One sector that will not be leveraging Skymind is the top layer of large tech companies that have poured billions of dollars into developing their own open-source technologies. Google’s TensorFlow, Amazon’s DSSTNE and Baidu’s Paddle have all found their way into a number of external applications. Importantly, however, none of these tools are built for Java.

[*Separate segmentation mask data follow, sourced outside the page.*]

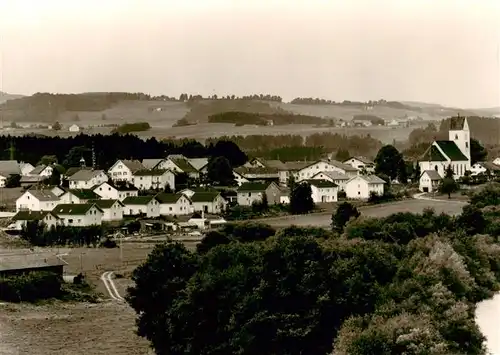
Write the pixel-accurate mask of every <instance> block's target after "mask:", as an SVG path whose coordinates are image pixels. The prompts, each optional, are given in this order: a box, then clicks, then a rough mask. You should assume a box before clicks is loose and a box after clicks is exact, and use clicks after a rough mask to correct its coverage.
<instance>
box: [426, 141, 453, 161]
mask: <svg viewBox="0 0 500 355" xmlns="http://www.w3.org/2000/svg"><path fill="white" fill-rule="evenodd" d="M420 160H421V161H447V160H448V159H446V157H445V156H443V154H442V153H441V152H440V151H439V149H438V148H437V147H436V146H434V144H432V145H431V146H430V147H429V148H428V149H427V150H426V151H425V153H424V154H423V155H422V157H421V158H420Z"/></svg>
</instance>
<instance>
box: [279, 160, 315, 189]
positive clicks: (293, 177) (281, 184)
mask: <svg viewBox="0 0 500 355" xmlns="http://www.w3.org/2000/svg"><path fill="white" fill-rule="evenodd" d="M312 163H313V162H310V161H290V162H286V163H283V164H284V167H283V168H280V169H278V176H279V183H280V185H283V186H286V185H288V180H289V179H290V177H292V176H293V178H294V179H295V181H297V180H299V171H301V170H302V169H304V168H305V167H307V166H309V165H311V164H312Z"/></svg>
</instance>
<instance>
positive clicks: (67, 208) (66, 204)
mask: <svg viewBox="0 0 500 355" xmlns="http://www.w3.org/2000/svg"><path fill="white" fill-rule="evenodd" d="M92 207H95V208H97V209H98V210H99V211H101V212H103V210H102V209H101V208H100V207H99V206H97V205H95V204H94V203H64V204H60V205H57V206H56V207H54V209H53V210H52V213H53V214H55V215H56V216H58V215H70V216H82V215H85V214H87V212H88V211H89V210H90V209H91V208H92Z"/></svg>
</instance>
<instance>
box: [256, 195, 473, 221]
mask: <svg viewBox="0 0 500 355" xmlns="http://www.w3.org/2000/svg"><path fill="white" fill-rule="evenodd" d="M464 205H465V204H464V202H461V201H453V200H450V201H428V200H405V201H400V202H396V203H391V204H385V205H378V206H366V207H361V208H360V211H361V214H362V215H363V216H369V217H386V216H389V215H391V214H393V213H397V212H413V213H421V212H422V211H423V210H424V209H426V208H433V209H434V210H435V211H436V213H443V212H444V213H446V214H450V215H457V214H460V213H461V212H462V207H463V206H464ZM259 221H261V222H264V223H268V224H270V225H272V226H273V227H286V226H289V225H291V224H293V225H296V226H316V227H328V226H329V225H330V223H331V213H325V214H311V215H302V216H283V217H277V218H268V219H261V220H259Z"/></svg>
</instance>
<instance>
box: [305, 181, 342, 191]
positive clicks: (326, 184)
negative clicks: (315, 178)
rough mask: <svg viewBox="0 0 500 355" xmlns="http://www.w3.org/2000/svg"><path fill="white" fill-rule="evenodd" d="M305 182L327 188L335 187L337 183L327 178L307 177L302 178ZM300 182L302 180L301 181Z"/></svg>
mask: <svg viewBox="0 0 500 355" xmlns="http://www.w3.org/2000/svg"><path fill="white" fill-rule="evenodd" d="M303 181H305V182H307V183H308V184H309V185H313V186H316V187H317V188H320V189H322V188H327V187H337V184H335V183H333V182H331V181H328V180H314V179H309V180H303ZM301 182H302V181H301Z"/></svg>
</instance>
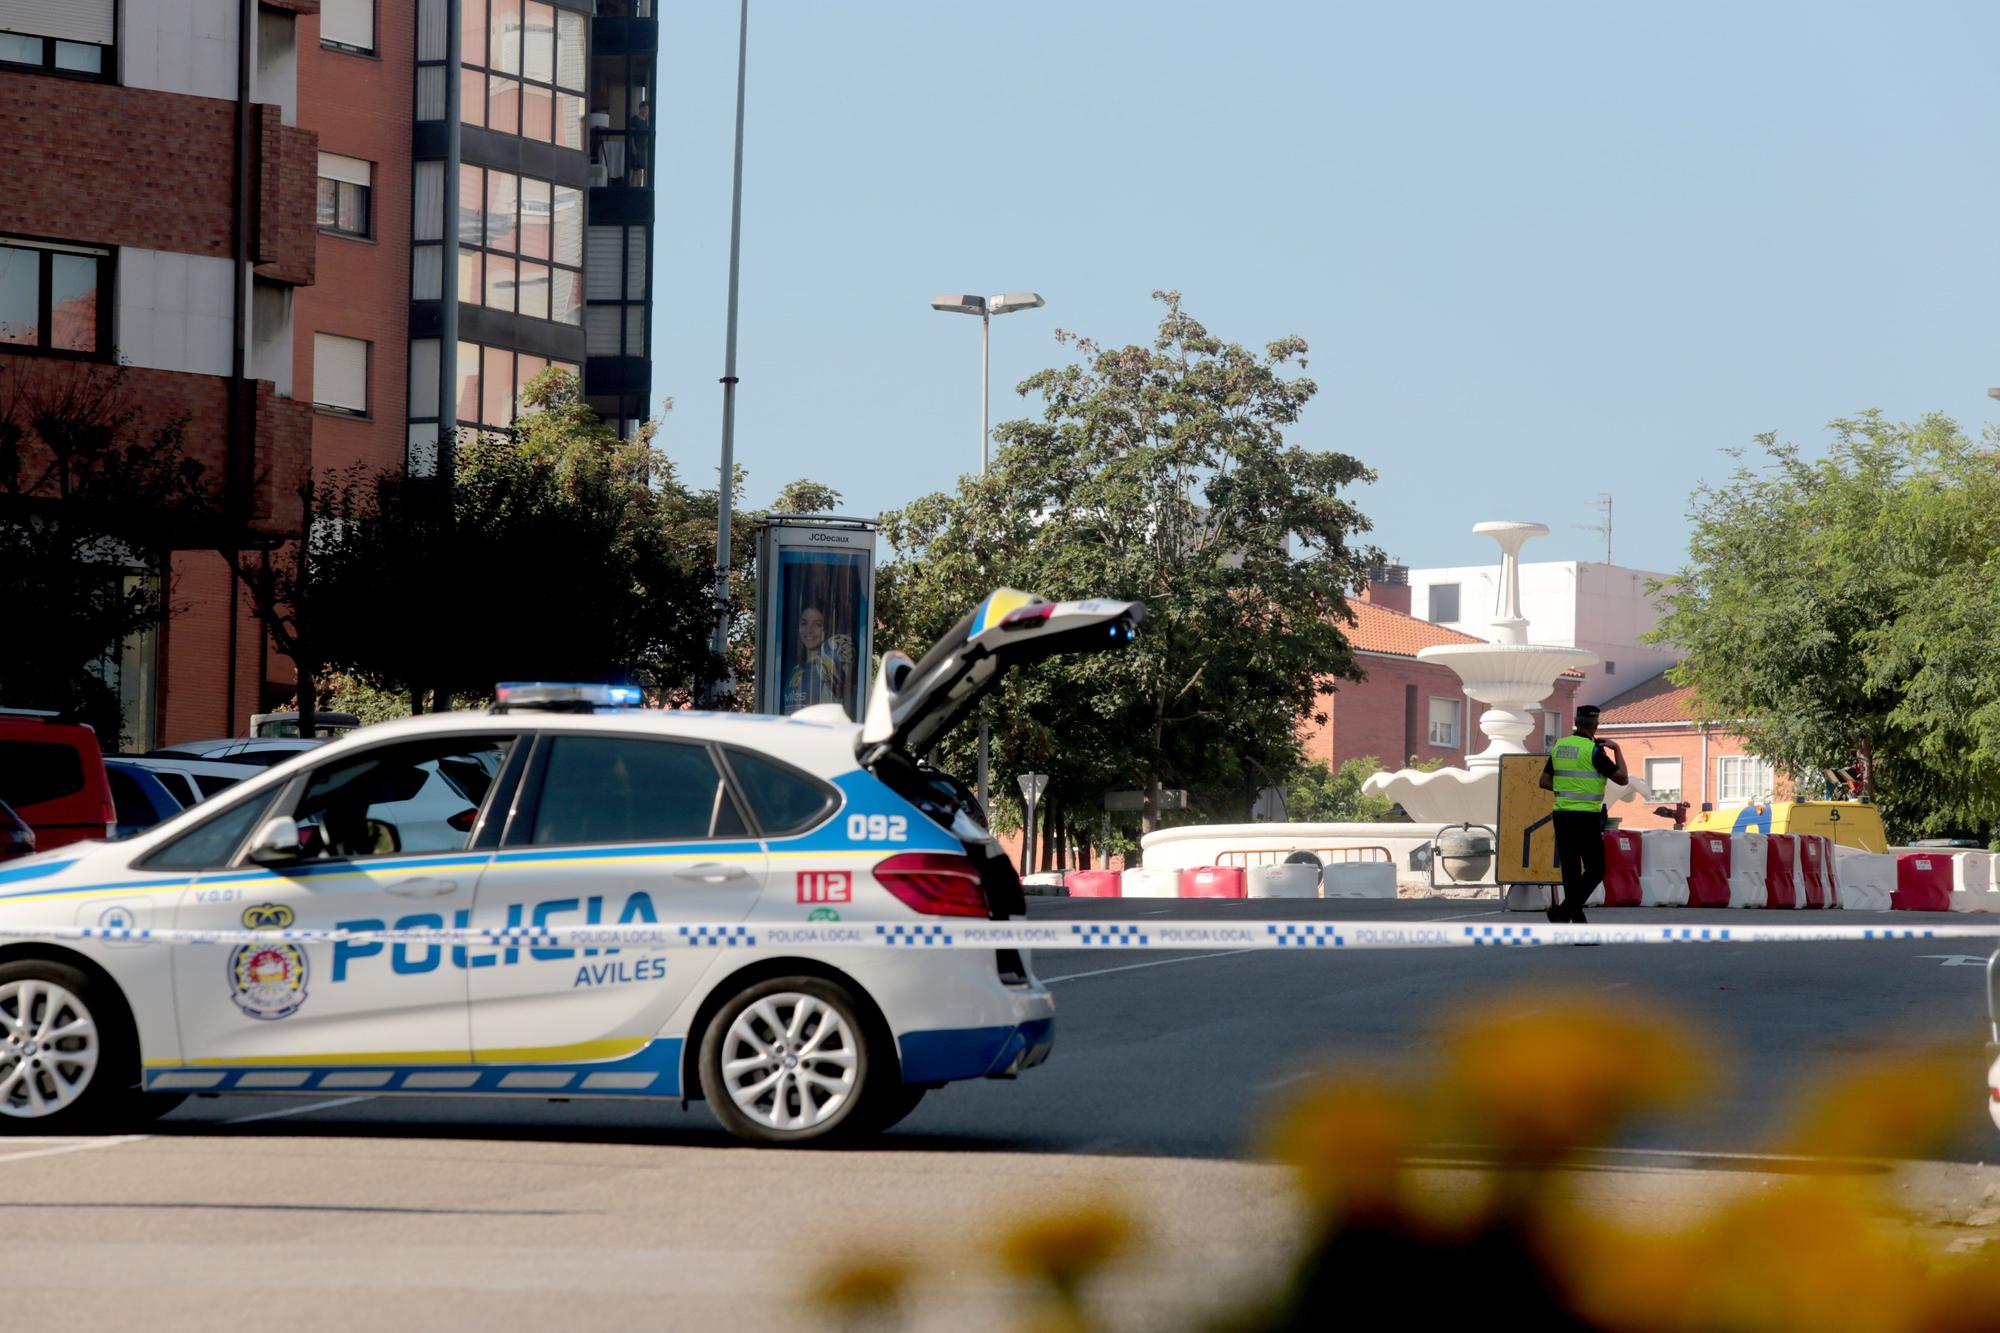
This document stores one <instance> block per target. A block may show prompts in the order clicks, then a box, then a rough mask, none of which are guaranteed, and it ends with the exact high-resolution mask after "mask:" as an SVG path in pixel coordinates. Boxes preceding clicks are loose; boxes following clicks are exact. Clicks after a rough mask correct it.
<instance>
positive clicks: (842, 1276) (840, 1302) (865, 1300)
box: [808, 1255, 910, 1321]
mask: <svg viewBox="0 0 2000 1333" xmlns="http://www.w3.org/2000/svg"><path fill="white" fill-rule="evenodd" d="M908 1285H910V1265H908V1263H904V1261H900V1259H890V1257H888V1255H864V1257H860V1259H848V1261H844V1263H840V1265H834V1267H830V1269H828V1271H826V1273H822V1275H820V1279H818V1281H816V1283H814V1285H812V1289H810V1291H808V1301H810V1303H812V1305H814V1307H816V1309H820V1311H824V1313H830V1315H834V1317H846V1319H854V1321H860V1319H864V1317H866V1319H886V1317H890V1315H892V1313H894V1309H896V1305H898V1303H900V1301H902V1293H904V1289H906V1287H908Z"/></svg>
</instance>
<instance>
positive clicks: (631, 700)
mask: <svg viewBox="0 0 2000 1333" xmlns="http://www.w3.org/2000/svg"><path fill="white" fill-rule="evenodd" d="M644 703H646V695H644V691H640V687H636V685H572V683H560V681H502V683H500V685H496V687H494V709H496V711H506V709H546V711H550V713H594V711H596V709H638V707H640V705H644Z"/></svg>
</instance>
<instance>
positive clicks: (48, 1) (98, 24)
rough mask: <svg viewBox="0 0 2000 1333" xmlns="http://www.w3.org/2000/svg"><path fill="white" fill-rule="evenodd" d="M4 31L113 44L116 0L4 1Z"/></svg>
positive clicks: (3, 18)
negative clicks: (112, 4) (115, 1)
mask: <svg viewBox="0 0 2000 1333" xmlns="http://www.w3.org/2000/svg"><path fill="white" fill-rule="evenodd" d="M0 30H4V32H32V34H34V36H52V38H62V40H64V42H92V44H96V46H110V44H112V32H114V28H112V0H0Z"/></svg>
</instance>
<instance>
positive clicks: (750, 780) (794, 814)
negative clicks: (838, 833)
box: [730, 751, 838, 837]
mask: <svg viewBox="0 0 2000 1333" xmlns="http://www.w3.org/2000/svg"><path fill="white" fill-rule="evenodd" d="M730 771H732V773H734V775H736V785H738V787H742V791H744V801H748V803H750V811H752V813H754V815H756V823H758V827H762V831H764V833H768V835H772V837H780V835H790V833H804V831H806V829H810V827H814V825H816V823H820V821H822V819H826V813H828V811H832V809H834V801H836V799H838V797H836V795H834V793H832V789H828V787H826V785H822V783H814V781H812V779H808V777H806V775H804V773H794V771H792V769H786V767H782V765H774V763H770V761H768V759H762V757H758V755H750V753H746V751H730Z"/></svg>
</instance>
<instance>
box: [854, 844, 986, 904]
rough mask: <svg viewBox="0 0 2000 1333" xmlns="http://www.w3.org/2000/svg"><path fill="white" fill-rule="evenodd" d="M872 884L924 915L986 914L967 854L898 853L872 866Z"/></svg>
mask: <svg viewBox="0 0 2000 1333" xmlns="http://www.w3.org/2000/svg"><path fill="white" fill-rule="evenodd" d="M874 875H876V883H880V885H882V887H884V889H888V891H890V893H894V895H896V897H898V899H900V901H902V905H904V907H908V909H912V911H918V913H924V915H926V917H986V915H988V913H986V895H984V893H982V891H980V873H978V869H976V867H974V865H972V859H970V857H958V855H952V853H900V855H896V857H890V859H888V861H884V863H880V865H878V867H876V869H874Z"/></svg>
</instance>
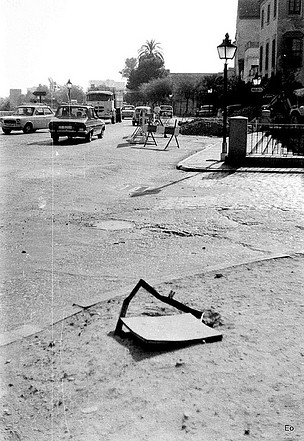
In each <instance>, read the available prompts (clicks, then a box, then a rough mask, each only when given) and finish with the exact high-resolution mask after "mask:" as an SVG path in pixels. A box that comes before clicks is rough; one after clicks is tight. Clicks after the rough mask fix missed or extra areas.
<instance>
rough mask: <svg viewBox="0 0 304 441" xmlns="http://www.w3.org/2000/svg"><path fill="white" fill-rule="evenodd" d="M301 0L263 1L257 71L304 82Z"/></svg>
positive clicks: (269, 74)
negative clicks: (258, 59)
mask: <svg viewBox="0 0 304 441" xmlns="http://www.w3.org/2000/svg"><path fill="white" fill-rule="evenodd" d="M303 38H304V13H303V0H262V2H261V14H260V53H259V72H260V75H261V76H262V77H263V78H271V76H273V75H276V74H280V75H281V76H282V79H283V82H284V83H286V82H288V81H293V80H295V81H297V82H299V83H302V85H304V69H303V65H304V58H303Z"/></svg>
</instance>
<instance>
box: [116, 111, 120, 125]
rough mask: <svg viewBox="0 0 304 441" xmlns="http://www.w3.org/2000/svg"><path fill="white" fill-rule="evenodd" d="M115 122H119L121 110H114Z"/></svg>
mask: <svg viewBox="0 0 304 441" xmlns="http://www.w3.org/2000/svg"><path fill="white" fill-rule="evenodd" d="M116 122H121V109H120V108H118V109H116Z"/></svg>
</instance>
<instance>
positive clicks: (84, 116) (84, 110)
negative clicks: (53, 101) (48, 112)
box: [56, 106, 88, 118]
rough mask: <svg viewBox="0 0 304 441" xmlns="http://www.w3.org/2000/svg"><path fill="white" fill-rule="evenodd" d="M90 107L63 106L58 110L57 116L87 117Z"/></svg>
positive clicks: (76, 106)
mask: <svg viewBox="0 0 304 441" xmlns="http://www.w3.org/2000/svg"><path fill="white" fill-rule="evenodd" d="M87 116H88V109H86V108H85V107H78V106H62V107H59V108H58V110H57V112H56V117H57V118H87Z"/></svg>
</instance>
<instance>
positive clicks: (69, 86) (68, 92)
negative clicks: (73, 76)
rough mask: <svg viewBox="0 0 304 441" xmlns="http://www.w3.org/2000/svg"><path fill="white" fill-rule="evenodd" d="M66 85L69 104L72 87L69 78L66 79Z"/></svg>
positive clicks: (70, 81)
mask: <svg viewBox="0 0 304 441" xmlns="http://www.w3.org/2000/svg"><path fill="white" fill-rule="evenodd" d="M66 86H67V88H68V98H69V104H71V89H72V83H71V80H68V82H67V83H66Z"/></svg>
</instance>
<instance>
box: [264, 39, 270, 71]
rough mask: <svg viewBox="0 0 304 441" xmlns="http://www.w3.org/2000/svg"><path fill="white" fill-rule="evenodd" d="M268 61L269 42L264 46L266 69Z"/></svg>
mask: <svg viewBox="0 0 304 441" xmlns="http://www.w3.org/2000/svg"><path fill="white" fill-rule="evenodd" d="M268 63H269V43H266V47H265V70H268Z"/></svg>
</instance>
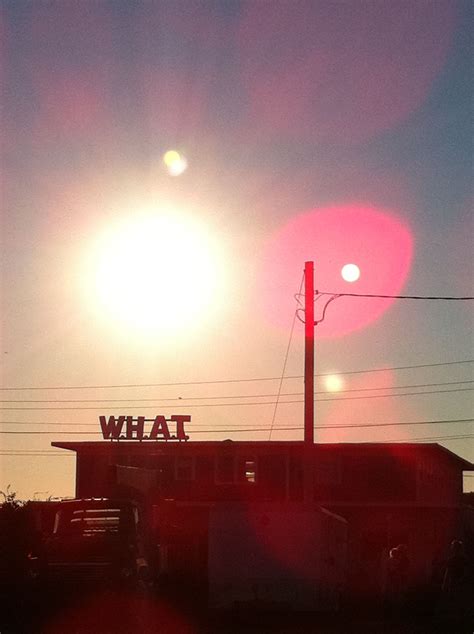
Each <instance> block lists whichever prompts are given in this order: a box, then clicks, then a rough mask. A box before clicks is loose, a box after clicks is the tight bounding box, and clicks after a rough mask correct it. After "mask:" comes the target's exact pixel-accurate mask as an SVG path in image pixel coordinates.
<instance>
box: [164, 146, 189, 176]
mask: <svg viewBox="0 0 474 634" xmlns="http://www.w3.org/2000/svg"><path fill="white" fill-rule="evenodd" d="M163 163H164V164H165V167H166V170H167V172H168V174H169V175H170V176H181V174H183V173H184V172H185V171H186V170H187V168H188V161H187V159H186V157H184V156H183V155H182V154H180V153H179V152H177V151H176V150H168V151H167V152H165V154H164V155H163Z"/></svg>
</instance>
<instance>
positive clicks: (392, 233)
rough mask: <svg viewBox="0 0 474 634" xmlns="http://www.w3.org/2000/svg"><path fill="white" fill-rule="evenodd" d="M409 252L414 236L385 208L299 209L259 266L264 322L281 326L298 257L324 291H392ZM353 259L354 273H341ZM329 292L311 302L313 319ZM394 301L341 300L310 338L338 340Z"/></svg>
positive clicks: (296, 272) (404, 279) (294, 276)
mask: <svg viewBox="0 0 474 634" xmlns="http://www.w3.org/2000/svg"><path fill="white" fill-rule="evenodd" d="M412 257H413V237H412V234H411V232H410V230H409V229H408V227H407V226H406V225H405V224H404V223H403V222H402V221H401V220H400V219H399V218H398V217H397V216H396V215H395V214H394V213H392V212H389V211H387V210H382V209H378V208H375V207H372V206H370V205H363V204H353V205H342V206H334V207H326V208H322V209H313V210H311V211H308V212H305V213H302V214H299V215H298V216H296V217H294V218H292V219H291V220H290V221H289V222H287V223H286V224H285V225H284V226H283V227H281V229H280V230H278V231H277V232H276V234H274V235H273V236H272V238H271V239H270V241H269V242H268V244H267V248H266V251H265V263H264V284H265V286H264V288H265V289H266V292H265V293H264V297H265V299H264V301H265V305H264V311H265V314H266V316H267V319H268V321H270V322H271V323H273V324H274V325H276V326H281V327H284V328H288V321H289V315H290V314H291V313H292V298H293V295H294V293H295V292H296V291H297V290H298V288H295V287H296V286H297V284H298V281H299V280H297V278H298V277H300V276H301V274H302V271H303V268H304V262H305V261H307V260H312V261H314V263H315V266H314V270H315V289H316V290H318V291H319V292H327V293H331V294H338V293H357V294H376V295H397V294H399V293H400V290H401V289H402V287H403V285H404V283H405V281H406V279H407V277H408V274H409V271H410V266H411V262H412ZM348 262H350V263H354V264H357V266H358V268H359V269H360V271H361V274H360V278H359V279H358V280H356V281H354V282H347V281H345V280H344V279H343V277H342V276H341V269H342V268H343V267H344V265H345V264H346V263H348ZM327 299H329V296H326V297H325V296H322V297H320V298H319V300H316V305H315V319H316V320H317V321H319V320H321V318H322V314H323V310H324V306H325V303H326V301H327ZM394 301H395V300H394V299H385V298H360V297H340V298H338V299H337V300H336V301H334V302H332V303H331V305H330V306H328V309H327V313H326V316H325V319H324V321H322V322H321V323H319V324H318V326H317V328H316V336H317V337H321V338H333V337H341V336H343V335H346V334H348V333H350V332H354V331H356V330H360V329H361V328H364V327H365V326H367V325H369V324H371V323H373V322H374V321H375V320H376V319H378V318H379V317H381V316H382V315H383V313H385V312H386V311H387V310H388V308H389V307H390V306H391V305H392V304H393V303H394Z"/></svg>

Skymind libraries were downloaded 22 thousand times last month, and that number is growing at 17 percent month over month. Nicholson wants the company to continue to develop tools for  data scientists. These tools could eventually include packages to better democratize access to reinforcement learning, a categorization of reward-based machine learning, for existing businesses.

Other investors in the party round include Muse’s Matthew Bellamy, Hemi Ventures, JPush’s Chris Lo, Wei Guo, Rising Tide Fund, Ullas Naik’s Streamlined Ventures, Soma Capital, Lookout’s Kevin Mahaffey, GMO Venture Partners, FundersClub, S2 Capital, former head of Google search Amit Singhal and Google News creator Krishna Bharat.